BZ: Halten Sie selbst Bienen?
Miethaner: Ja, aber nur als Hobby. Ich halte drei Völker am Schönberg in St. Georgen. Dort gibt es nur Wiesen und keinen Ackerbau, daher werden auch keine Insektizide ausgebracht.
BZ: Landwirte tun das nicht aus Freude, sondern um ihre Erträge zu sichern.
Miethaner: Klar, wir sehen auch die Zwänge, denen die Landwirte unterworfen sind. Aber es kann nicht sein, dass man chemisch-synthetische Wirkstoffe zulässt, die nachweislich Bienen schaden. Wir fordern, dass mehr Mittel in die Erforschung alternativer Wirkstoffe und Pflanzenschutzverfahren und in die Förderung der biologischen Landwirtschaft fließen. Die Bienenhaltung ist ja auch ein Zweig der Landwirtschaft. Sie liefert ein hochwertiges Lebensmittel und trägt erheblich zum Ernteerfolg bei. Denn die meisten Kulturpflanzen sind auf die Bestäubung durch Bienen angewiesen. Würde die Honigbiene eingehen, würde der Wert der pflanzlichen Produktion massiv sinken. Wir wollen das Bewusstsein dafür stärken, dass ein kurzfristiger und einseitig betrachteter Vorteil für die Erzeugung unter Umständen mit schweren Nachteilen erkauft wird.

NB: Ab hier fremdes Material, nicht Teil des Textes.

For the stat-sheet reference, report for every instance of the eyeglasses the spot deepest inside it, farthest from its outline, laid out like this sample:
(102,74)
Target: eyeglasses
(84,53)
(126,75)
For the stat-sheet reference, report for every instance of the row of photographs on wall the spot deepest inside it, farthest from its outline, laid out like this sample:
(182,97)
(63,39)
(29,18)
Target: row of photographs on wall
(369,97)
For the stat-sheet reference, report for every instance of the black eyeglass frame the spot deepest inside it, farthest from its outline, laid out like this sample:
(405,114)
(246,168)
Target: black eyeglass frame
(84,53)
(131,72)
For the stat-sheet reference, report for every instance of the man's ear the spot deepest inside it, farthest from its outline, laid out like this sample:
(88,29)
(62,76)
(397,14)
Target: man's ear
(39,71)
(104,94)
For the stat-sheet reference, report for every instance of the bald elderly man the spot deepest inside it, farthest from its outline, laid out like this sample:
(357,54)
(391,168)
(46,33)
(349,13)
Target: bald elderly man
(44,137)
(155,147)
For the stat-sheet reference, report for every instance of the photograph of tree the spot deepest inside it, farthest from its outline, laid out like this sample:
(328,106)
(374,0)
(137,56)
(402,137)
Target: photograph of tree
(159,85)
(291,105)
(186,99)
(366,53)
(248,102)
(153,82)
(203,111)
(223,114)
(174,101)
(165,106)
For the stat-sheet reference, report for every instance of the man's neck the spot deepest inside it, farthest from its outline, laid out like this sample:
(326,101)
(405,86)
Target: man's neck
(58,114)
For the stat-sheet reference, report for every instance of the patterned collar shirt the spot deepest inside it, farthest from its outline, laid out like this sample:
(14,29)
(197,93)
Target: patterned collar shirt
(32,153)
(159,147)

Und zwar für die Landwirtschaft insgesamt, aber auch für die Ökosysteme. Denn die Bienen bestäuben auch unzählige Wildkräuter. Zudem werden mit großer Wahrscheinlichkeit Wildbienen und andere Insekten, die an der Bestäubung beteiligt sind, geschädigt, nur ist das nicht so offensichtlich, wie wenn ein Wirtschaftsvolk eingeht.
BZ: Was erwartet die Besucher der Informationsveranstaltung am heutigen Mittwoch?
Miethaner: Christoph Koch vom Deutschen Berufs- und Erwerbsimkerbund informiert über die Wirkungsweise und die Risiken durch die Neonikotinoide und Ekkehard Hülsmann, Präsident des Landesverbands Badischer Imker über die aktuelle politische Lage. Und es gibt eine Honigverkostung.
  
Susanne Miethaner (33) stammt aus Würzburg und hat Geoökologie an der Universität Karlsruhe studiert. Seit 2007 ist sie als Landschaftsplanerin in Freiburg beschäftigt. Schon seit ihrer Jugend gehört sie dem Bund für Umwelt und Naturschutz (BUND) an, seit 2013 ist sie Vorsitzende der Gruppe Freiburg mit etwa 2000 Mitgliedern.
  

Neonikotinoide
Das ist eine Gruppe von chemisch-synthetischen Insektiziden, die als Nervengift wirken. Sie werden als Kontakt- oder Fraßgift angewandt und verteilen sich in den Pflanzen über die Leitungsbahnen bis in die Blätter, die dann vor Insekten geschützt sind. Wegen dieser Eigenschaft werden diese Stoffe auch als Saatgutbeizmittel verwendet. Die Pflanzen nehmen sie im Anfangsstadium mit ihren Wurzeln auf. Die Wirkstoffe in der Pflanze werden langsam abgebaut, die Wirkung hält deshalb lange an. Betroffen vom Verbot, das im Dezember in Kraft treten soll, sind die Verbindungen Clothianidin, Imidacloprid und Thiamethoxam.Die Veranstaltung „Pestizide – Ursache des Bienensterbens?“ beginnt am Mittwoch, 12. Juni 2013, um 19.15 Uhr im Hörsaal 2121 im Kollegiengebäude II der Universität Freiburg.